Transformative Trips
Short-term international experiences pack a powerful educational punch.
Instead of heading to their respective homes to spend the Thanksgiving 2025 holiday with family and friends, Dixie Dayton ’26, Sabrina Malec ’26 and five of their Connecticut College classmates boarded a plane to Taitung, Taiwan, with their Chinese language professor, Tek-wah King. The group spent a week with the people of the Puyuma tribe, an Indigenous Austronesian community renowned for its musical heritage and resilience through both Japanese and Chinese colonization since the 17th century.
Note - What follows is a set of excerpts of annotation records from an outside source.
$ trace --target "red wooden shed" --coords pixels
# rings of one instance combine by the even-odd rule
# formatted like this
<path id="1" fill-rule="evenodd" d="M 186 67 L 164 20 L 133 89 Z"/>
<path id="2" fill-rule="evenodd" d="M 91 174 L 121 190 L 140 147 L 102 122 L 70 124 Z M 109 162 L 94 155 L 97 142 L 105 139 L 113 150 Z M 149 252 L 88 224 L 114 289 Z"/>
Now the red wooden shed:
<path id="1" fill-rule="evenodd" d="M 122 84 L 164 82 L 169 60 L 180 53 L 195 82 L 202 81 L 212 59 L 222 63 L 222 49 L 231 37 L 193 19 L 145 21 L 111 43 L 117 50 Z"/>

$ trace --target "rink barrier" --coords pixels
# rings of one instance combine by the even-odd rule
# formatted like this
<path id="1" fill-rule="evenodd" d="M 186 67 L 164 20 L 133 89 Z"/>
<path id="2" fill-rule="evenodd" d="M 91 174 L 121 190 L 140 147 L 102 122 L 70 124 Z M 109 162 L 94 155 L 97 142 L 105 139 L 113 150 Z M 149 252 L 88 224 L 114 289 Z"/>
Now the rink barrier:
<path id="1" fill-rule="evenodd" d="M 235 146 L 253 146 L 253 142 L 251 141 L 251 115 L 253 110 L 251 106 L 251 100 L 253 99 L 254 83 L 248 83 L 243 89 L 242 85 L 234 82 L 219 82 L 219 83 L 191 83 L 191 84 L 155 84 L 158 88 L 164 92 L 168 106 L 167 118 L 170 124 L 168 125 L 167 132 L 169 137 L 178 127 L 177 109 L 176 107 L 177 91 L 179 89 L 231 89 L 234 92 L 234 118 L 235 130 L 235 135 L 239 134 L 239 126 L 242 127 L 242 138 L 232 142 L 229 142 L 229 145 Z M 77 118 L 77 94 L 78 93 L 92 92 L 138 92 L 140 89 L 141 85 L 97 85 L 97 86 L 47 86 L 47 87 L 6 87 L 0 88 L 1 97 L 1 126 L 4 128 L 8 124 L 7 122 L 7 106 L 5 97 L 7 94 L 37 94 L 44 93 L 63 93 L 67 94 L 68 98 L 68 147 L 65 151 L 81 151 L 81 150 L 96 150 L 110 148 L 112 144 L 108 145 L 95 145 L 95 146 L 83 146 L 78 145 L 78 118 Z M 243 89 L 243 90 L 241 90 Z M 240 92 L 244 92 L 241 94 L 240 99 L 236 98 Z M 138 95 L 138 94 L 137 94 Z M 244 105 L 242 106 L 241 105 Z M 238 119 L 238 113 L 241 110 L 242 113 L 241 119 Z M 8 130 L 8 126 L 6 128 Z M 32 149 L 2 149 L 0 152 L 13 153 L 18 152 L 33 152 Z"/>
In their fall semester class, the students were learning about the Puyuma’s language and cultural revitalization. In Taitung, they were able to witness it firsthand. They observed classes at the Puyuma Nanwang Experimental Elementary Tribal School, visited with and interviewed writers and artists, toured prehistoric sites and mingled with the locals in Taiwan’s “black mountain” province, which has the highest Indigenous population.
At the school, they watched as children practiced the Puyuma language. “It wasn’t a typical sit-down class with a textbook and a PowerPoint slide,” explains Malec, an anthropology and East Asian studies double major and scholar in the Toor Cummings Center for International Studies and the Liberal Arts (CISLA) from Bedford Hills, New York. “They were playing games and singing songs, and I think that was really impactful, because we had learned about their efforts to revitalize their language, and here we were seeing it in action.”
Dayton, an East Asian studies and Slavic studies double major and CISLA scholar from Camphill, Pennsylvania, said a local guide led the group on a Mandarin-language tour through Dulan, a town in the territory of the Amis people, introducing mountains by their Indigenous names, showing the students ceremonial places, and stopping along the way to name and describe the importance of the native plants. “It was really interesting to see his relationship with nature, and how the land itself reflects on the culture,” Dayton says.